Das Markusevangelium bietet uns eine solche Serie mit einer sehr kurzen 2. Staffel. Ursprünglich schloss es mit dem Ostermorgen. Die Frauen liefen voller Furcht weg vom leeren Grab. Der Engel sagte ihnen, sie sollten zurück nach Galiläa gehen und dort dem Auferstandenen begegnen. Vielleicht ist das ein versteckter Aufruf an uns Leserinnen und Leser, das Evangelium noch einmal von Anfang an zu lesen, beginnend mit Jesus in Galiläa. Im Licht des Ostermorgens können wir Jesu Leben noch einmal neu bedenken und ihm dabei begegnen.

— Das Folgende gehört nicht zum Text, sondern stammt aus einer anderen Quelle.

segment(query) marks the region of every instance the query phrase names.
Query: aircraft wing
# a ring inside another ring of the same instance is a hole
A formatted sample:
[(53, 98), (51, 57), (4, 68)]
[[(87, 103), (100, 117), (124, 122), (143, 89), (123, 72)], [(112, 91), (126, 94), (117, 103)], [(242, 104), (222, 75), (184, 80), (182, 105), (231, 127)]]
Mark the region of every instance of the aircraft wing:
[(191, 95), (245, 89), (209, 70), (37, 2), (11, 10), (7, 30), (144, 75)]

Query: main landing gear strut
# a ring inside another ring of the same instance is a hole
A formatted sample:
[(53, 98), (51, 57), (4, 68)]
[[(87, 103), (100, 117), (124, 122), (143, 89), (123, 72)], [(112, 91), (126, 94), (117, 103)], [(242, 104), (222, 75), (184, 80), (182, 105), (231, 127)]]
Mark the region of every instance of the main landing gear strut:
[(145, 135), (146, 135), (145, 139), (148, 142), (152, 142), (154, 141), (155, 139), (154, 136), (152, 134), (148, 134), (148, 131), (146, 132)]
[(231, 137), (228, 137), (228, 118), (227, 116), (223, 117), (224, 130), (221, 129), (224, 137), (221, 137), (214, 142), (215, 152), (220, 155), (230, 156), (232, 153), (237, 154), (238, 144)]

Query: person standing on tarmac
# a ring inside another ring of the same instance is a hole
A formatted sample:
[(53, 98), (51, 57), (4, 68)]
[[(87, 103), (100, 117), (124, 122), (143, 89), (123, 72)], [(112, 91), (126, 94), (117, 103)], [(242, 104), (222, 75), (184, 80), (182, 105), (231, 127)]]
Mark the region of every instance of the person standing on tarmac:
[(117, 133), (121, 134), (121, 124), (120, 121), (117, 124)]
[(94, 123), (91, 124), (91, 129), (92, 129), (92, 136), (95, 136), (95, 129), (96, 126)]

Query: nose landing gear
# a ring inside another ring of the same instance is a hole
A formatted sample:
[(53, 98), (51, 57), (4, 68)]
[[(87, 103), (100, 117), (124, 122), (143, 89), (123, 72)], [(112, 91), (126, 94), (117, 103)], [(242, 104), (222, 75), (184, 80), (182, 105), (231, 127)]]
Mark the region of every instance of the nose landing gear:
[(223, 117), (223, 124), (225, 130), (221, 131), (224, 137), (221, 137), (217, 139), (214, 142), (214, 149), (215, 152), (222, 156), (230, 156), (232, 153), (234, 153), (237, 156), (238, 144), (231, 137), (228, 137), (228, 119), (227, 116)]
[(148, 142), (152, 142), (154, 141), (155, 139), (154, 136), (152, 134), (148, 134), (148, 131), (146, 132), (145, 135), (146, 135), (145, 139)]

Im zweiten Jahrhundert wurde ein neuer Osterschluss an das Evangelium angefügt, sozusagen die 2. Staffel. Osterberichte, die wir aus den anderen Evangelien kennen, wurden ergänzt.

Markus 16,9-15
Früh am ersten Wochentag war Jesus vom Tod auferstanden. Zuerst zeigte er sich Maria aus Magdala, die er von sieben Dämonen befreit hatte. Sie machte sich auf den Weg und erzählte es seinen Freunden, die mit ihm zusammen gewesen waren und jetzt trauerten und weinten. Sie konnten nicht glauben, was sie von Maria hörten: „Jesus lebt! Ich habe ihn gesehen.“ Danach zeigte sich Jesus in einer fremden Gestalt zwei von ihnen, als sie auf dem Land unterwegs waren. Da kehrten sie um und erzählten es auch den anderen. Aber auch ihnen glaubten sie nicht. Schließlich zeigte Jesus sich den elf Jüngern, als sie gerade zum Essen am Tisch lagen. Er warf ihnen vor, dass sie nicht geglaubt hatten und uneinsichtig gewesen waren: Sie wollten denen nicht glauben, die ihn nach seiner Auferstehung gesehen hatten.  Und Jesus sagte zu den elf Jüngern: „Geht in die ganze Welt hinaus. Verkündet allen Menschen die Gute Nachricht.“

Maria aus Magdala
Das Johannesevangelium berichtet ausführlich von Maria am Ostermorgen (Johannes 20,11-18). Zunächst hatte sie Jesus nicht erkannt und hielt ihn für den Gärtner. Tränen trübten ihren Blick, gefangen war sie in ihrer Trauer. Erst als Jesus sie mit Namen rief, wurde ihr bewusst, dass es Jesus war. Sie hörte ihren Namen und identifizierte mit dieser Anrede Jesus, der sich ihr persönlich zuwandte, wie er es vorher getan hatte. 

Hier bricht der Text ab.